Baerbock also gave a positive answer to the question of whether Ukraine and Georgia, which have been pressing for years, should be admitted to NATO. Pressure on Russia to comply with the Minsk Agreement and stabilisation had immediate priority, but “Sovereign states decide on their alliances themselves. This also includes the perspective of Ukraine in the EU and in NATO.”
Baerbock complained that the current sanctions against Russia were being “permanently countered” by the German government’s adherence to the Nord Stream 2 gas pipeline. “I would have withdrawn political support for Nord Stream 2 long ago.”
In a Spiegel interview, Green former foreign minister Fischer also advocated a definitive halt to the construction of the pipeline and an increase in sanctions against Russia. The “sabre rattling” from Moscow could no longer be accepted, he declared.
The claim by the Greens and the media that Russia is an aggressive and expansionist power is a grotesque distortion of the facts. June 22 marks 80 years since the German Wehrmacht invaded the Soviet Union and killed 25 million civilians and soldiers in a planned “war of extermination.” These atrocities are vividly remembered in Russia. Since the dissolution of the Soviet Union 30 years ago, NATO has been advancing ever closer to Russia’s border. Almost all Eastern European states that were once allied with the Soviet Union, as well as the former Baltic Soviet republics, have joined the Western military alliance.
The crisis in Ukraine was also deliberately provoked by the Western powers. Washington and Berlin organised a coup against the pro-Russian President Viktor Yanukovich in Kiev in early 2014, in close cooperation with fascist forces, and replaced him with the pro-Western oligarch Petro Poroshenko. The Heinrich Böll Foundation of the Greens played a leading role in the coup. Since then, the country has sunk deeper and deeper into civil war and corruption. Conditions for the population have deteriorated drastically.
Support for the coup in Ukraine was part of a deliberate campaign for a more aggressive foreign and great power policy. Germany is “too big and economically too strong for us to merely comment on world politics from the sidelines,” declared the then foreign minister and current federal President Frank-Walter Steinmeier (SPD, Social Democratic Party) at the Munich Security Conference.
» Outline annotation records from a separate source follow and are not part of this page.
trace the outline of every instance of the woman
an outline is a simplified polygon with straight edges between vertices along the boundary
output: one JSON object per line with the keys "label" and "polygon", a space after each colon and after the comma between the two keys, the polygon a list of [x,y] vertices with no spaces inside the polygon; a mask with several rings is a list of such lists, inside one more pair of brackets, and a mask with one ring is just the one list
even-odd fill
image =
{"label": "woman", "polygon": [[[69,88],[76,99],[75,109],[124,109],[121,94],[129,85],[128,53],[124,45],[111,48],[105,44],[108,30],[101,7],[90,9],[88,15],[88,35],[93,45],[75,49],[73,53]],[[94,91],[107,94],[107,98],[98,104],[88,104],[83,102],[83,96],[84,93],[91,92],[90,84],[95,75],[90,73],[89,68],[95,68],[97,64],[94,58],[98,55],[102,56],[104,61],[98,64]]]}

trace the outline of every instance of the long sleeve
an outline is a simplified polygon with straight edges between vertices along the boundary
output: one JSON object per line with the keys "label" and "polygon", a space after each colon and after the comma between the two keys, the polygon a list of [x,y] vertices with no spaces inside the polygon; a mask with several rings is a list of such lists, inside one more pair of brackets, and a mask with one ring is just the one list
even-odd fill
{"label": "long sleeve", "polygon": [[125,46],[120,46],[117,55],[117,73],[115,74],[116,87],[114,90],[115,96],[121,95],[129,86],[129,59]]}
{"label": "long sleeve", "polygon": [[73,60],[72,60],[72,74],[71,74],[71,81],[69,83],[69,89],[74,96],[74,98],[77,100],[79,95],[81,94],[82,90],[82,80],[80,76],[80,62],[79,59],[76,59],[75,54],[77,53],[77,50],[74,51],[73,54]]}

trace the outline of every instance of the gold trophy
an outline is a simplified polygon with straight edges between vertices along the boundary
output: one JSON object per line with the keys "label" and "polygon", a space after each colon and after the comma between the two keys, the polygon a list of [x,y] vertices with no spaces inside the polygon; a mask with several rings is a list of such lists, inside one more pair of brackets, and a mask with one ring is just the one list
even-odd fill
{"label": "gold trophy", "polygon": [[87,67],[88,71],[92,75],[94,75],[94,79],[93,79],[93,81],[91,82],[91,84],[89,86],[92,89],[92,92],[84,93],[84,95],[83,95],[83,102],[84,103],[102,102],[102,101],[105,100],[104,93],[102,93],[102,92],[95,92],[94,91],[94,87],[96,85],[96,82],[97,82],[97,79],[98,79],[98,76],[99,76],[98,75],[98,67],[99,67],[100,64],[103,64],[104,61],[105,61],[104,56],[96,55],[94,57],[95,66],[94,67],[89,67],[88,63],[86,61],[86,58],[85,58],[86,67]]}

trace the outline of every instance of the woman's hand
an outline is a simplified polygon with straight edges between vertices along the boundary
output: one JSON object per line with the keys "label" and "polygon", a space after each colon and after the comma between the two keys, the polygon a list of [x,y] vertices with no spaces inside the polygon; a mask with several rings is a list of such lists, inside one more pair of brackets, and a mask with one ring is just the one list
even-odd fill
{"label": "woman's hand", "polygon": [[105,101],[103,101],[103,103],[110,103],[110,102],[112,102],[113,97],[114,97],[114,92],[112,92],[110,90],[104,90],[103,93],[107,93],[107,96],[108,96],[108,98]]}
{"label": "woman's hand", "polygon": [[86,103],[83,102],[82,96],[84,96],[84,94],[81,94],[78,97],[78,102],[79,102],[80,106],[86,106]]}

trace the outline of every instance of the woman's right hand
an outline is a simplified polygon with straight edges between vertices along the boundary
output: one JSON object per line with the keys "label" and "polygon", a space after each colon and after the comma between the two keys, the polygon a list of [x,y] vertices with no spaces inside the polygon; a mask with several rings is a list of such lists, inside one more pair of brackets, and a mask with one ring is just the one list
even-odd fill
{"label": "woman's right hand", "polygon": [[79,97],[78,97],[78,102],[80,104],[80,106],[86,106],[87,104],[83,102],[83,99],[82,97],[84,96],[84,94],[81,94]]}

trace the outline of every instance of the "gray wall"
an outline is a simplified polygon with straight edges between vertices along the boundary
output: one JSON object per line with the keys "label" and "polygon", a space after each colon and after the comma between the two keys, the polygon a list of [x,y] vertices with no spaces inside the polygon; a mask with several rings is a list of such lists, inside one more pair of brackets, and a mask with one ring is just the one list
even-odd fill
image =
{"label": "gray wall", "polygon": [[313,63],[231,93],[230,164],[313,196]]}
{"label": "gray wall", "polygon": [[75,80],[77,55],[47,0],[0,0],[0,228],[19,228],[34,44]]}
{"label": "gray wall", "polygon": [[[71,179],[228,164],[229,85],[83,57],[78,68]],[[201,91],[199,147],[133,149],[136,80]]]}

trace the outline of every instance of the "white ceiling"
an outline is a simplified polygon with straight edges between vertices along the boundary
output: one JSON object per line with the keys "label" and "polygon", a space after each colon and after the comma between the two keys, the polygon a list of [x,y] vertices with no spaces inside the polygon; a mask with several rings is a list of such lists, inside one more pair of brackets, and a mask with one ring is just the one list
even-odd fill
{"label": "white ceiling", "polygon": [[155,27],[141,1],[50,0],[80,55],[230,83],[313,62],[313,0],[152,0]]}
One year previously, the Greens participated in the drafting of the SWP paper “New Power, New Responsibility,” which served as a blueprint for the return of German militarism. Now they see their primary task as imposing this policy for war and militarism in the face of enormous popular opposition.
The interviews with Baerbock and Fischer make one thing clear above all: a new federal government with the participation of the Greens—whether in alliance with the CDU/CSU (Christian Democrats), SPD, Free Democratic Party or Left Party—will only intensify the policy of militarism, domestic rearmament and social cuts.